Market recap and outlook: USD ended multi-week loss, Eurozone effectively in recession; RBA, BoE’s rate decision, US and Canada’s job report

• Last week recap: USD edged higher on Friday and ended consecutive weekly losses, Eurozone Q1 GDP shows the economy technically in recession
• This week ahead: RBA and Bank of England monetary policy announcement, US non-farm payrolls and Canadian job report

USD was significantly higher on Friday, with DXY Index up about 0.7% to 91.28 and is now trading around 91.23. The uptrend on Friday effectively ended its multi week loss, bringing the weekly gain to the positive region. Moreover, it has also brought up the April loss from potentially -2.8% to -1.8%. USD’s weakness is largely due to Fed’s dovish monetary policy, despite it acknowledging that there has been impressive improvement in the economic conditions as shown by the Q1 GDP. In stark contrast, Eurozone’s Q1 ended with technical recession, defined as two consecutive quarters of negative growth. Data released last week show that, Eurozone contracted at -0.6% (versus the prior quarter at -0.7%), Germany at -1.6% (versus the prior quarter at +0.5%), and France at +0.4%.

In Asia, USDKRW rose 0.4% to 1,111.85 right after South Korea’s industrial output landed at -0.8% in March, versus the expectation at +0.1%. Moreover, USDTRY dropped 0.1% to 8.23093 after Turkey’s central bank raised its year-end inflation forecast from 9.4% to 12.2%. The new governor said that, tight policy would be maintained until price pressure eases.

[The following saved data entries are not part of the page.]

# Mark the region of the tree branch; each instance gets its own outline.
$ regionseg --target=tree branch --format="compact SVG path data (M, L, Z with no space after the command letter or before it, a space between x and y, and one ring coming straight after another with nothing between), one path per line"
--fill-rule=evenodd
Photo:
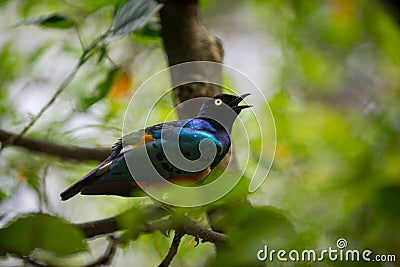
M22 136L10 133L0 129L0 141L2 147L15 145L26 148L30 151L44 153L50 156L56 156L70 160L98 160L102 161L110 154L110 148L84 148L77 146L65 146L56 144L50 141L44 141L36 138ZM8 140L13 140L12 144L7 143Z
M215 244L227 242L226 235L199 226L195 221L190 220L189 218L185 218L182 223L178 224L170 218L159 220L159 218L162 218L167 214L167 212L162 208L150 206L149 210L143 212L145 213L145 216L143 217L143 222L138 226L138 236L140 234L153 233L156 231L166 233L168 230L176 230L183 234L201 239L202 242L212 242ZM120 230L126 230L126 228L123 228L121 224L118 223L120 216L121 214L103 220L75 224L75 226L83 232L86 238L92 238Z
M168 215L168 212L165 209L156 205L144 207L142 210L138 210L138 214L139 213L141 214L140 216L142 216L143 220L143 224L141 226L142 232L146 232L146 229L148 228L148 221L157 220ZM120 220L124 216L124 214L125 212L98 221L78 223L75 224L75 227L81 229L86 238L92 238L99 235L113 233L119 230L124 230L118 224L118 220Z
M211 242L214 244L223 244L228 242L225 234L199 226L196 222L187 219L182 226L183 232L202 240L203 243Z
M109 234L120 230L117 223L117 217L75 224L75 226L81 229L86 238L92 238L98 235Z
M178 252L179 245L181 243L181 239L184 236L184 233L180 231L175 232L174 239L172 240L171 247L168 250L167 256L165 256L164 260L158 265L158 267L168 267L171 263L172 259L175 257Z
M138 238L141 234L149 234L157 231L165 234L170 230L175 230L175 236L169 248L168 254L159 265L161 267L169 266L172 259L176 255L181 239L185 234L191 235L196 239L201 239L202 243L212 242L214 244L224 244L228 241L226 235L199 226L195 221L190 220L189 218L186 217L184 218L184 220L181 221L181 223L178 224L176 220L172 219L172 217L168 219L161 219L153 222L148 222L147 219L157 219L163 217L166 214L165 210L163 210L164 212L158 214L157 216L156 212L158 207L155 206L150 206L150 207L152 210L150 210L150 212L147 214L150 217L145 217L144 221L137 227L137 229L135 229L134 236L131 236L129 234L122 234L119 238L111 236L112 239L110 240L110 244L106 249L105 253L101 257L99 257L95 262L86 265L85 267L96 267L96 266L107 265L111 262L113 256L115 255L118 244L124 243L127 240L134 240ZM160 210L162 209L159 208L158 211ZM99 221L75 224L75 226L82 230L86 238L92 238L120 230L127 230L123 229L120 226L120 224L118 224L119 216L121 215L117 215L115 217L110 217Z
M161 35L169 66L191 61L212 61L222 63L223 48L218 38L210 34L199 19L197 0L169 0L160 10ZM222 70L196 68L187 70L189 75L206 77L207 80L221 81ZM173 86L179 78L171 73ZM212 77L212 78L211 78ZM220 82L218 84L221 84ZM221 87L211 83L190 83L174 89L175 105L188 99L205 96L212 97L221 93ZM187 109L193 109L190 107ZM190 117L189 110L178 108L181 119Z

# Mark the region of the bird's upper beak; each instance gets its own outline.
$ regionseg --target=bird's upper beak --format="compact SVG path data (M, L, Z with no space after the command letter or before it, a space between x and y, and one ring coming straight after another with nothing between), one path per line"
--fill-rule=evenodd
M234 111L236 111L237 113L239 113L242 109L251 108L251 107L252 107L251 105L242 105L242 106L239 106L239 103L242 102L243 99L244 99L245 97L249 96L249 95L251 95L251 94L250 94L250 93L247 93L247 94L242 94L242 95L236 97L234 100L232 100L232 101L229 103L229 106L230 106Z

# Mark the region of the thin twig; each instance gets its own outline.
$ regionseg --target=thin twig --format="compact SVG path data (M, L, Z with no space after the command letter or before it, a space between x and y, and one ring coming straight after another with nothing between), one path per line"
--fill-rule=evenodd
M43 167L43 173L41 175L42 179L40 179L40 194L39 194L39 211L43 212L46 210L49 205L47 191L46 191L46 178L49 171L49 164L45 164Z
M83 63L84 62L82 62L82 60L80 60L75 65L75 67L73 68L71 73L68 74L68 76L60 84L60 86L58 87L57 91L54 93L52 98L47 102L46 105L44 105L44 107L39 111L39 113L35 117L32 118L32 120L29 122L29 124L27 126L25 126L25 128L18 135L13 136L10 139L8 139L7 141L2 143L2 145L0 147L0 152L4 149L4 147L15 143L29 131L29 129L39 120L40 117L42 117L42 115L46 112L46 110L50 108L50 106L54 103L54 101L56 101L58 96L64 91L64 89L72 81L72 79L75 77L75 74L78 72L79 68L82 66Z
M101 255L96 261L84 265L83 267L98 267L98 266L107 266L111 263L115 256L115 252L117 251L117 247L119 244L119 239L115 236L109 236L109 243L106 251L103 255Z
M172 240L171 246L168 250L168 254L167 254L167 256L165 256L164 260L160 263L160 265L158 265L158 267L168 267L169 266L172 259L175 257L176 253L178 252L179 245L180 245L182 237L184 235L185 234L180 231L175 232L175 236L174 236L174 239Z
M223 244L228 242L228 237L225 234L201 227L190 219L186 220L182 228L185 234L199 238L203 243L211 242L214 244Z
M94 51L96 50L96 46L102 42L108 35L110 34L109 31L106 33L100 35L97 37L89 46L85 48L83 51L81 57L79 58L78 63L74 66L72 71L68 74L68 76L62 81L62 83L58 86L58 89L52 96L52 98L46 103L46 105L43 106L43 108L39 111L39 113L33 117L33 119L29 122L27 126L16 136L12 136L10 139L2 142L1 147L0 147L0 153L6 147L7 145L13 144L16 141L18 141L20 138L22 138L29 130L32 128L32 126L42 117L42 115L50 108L51 105L56 101L58 96L67 88L67 86L70 84L72 79L75 77L76 73L78 70L85 64L94 54Z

This week ahead, we will have several major events. On rate decisions, RBA and BoE will make their monetary policy announcement. Scotland will hold its parliamentary elections, thus potentially leading to a volatile week for GBP as market expects some risks of another referendum on independence. On the economic front, US will release its April’s non-farm payrolls but it is unclear whether it would shake the FX market as the central bank is not anticipated to act in the short term. For this reason, the Canadian job report is likely to be more interesting as BoC might act swiftly just like it did last time.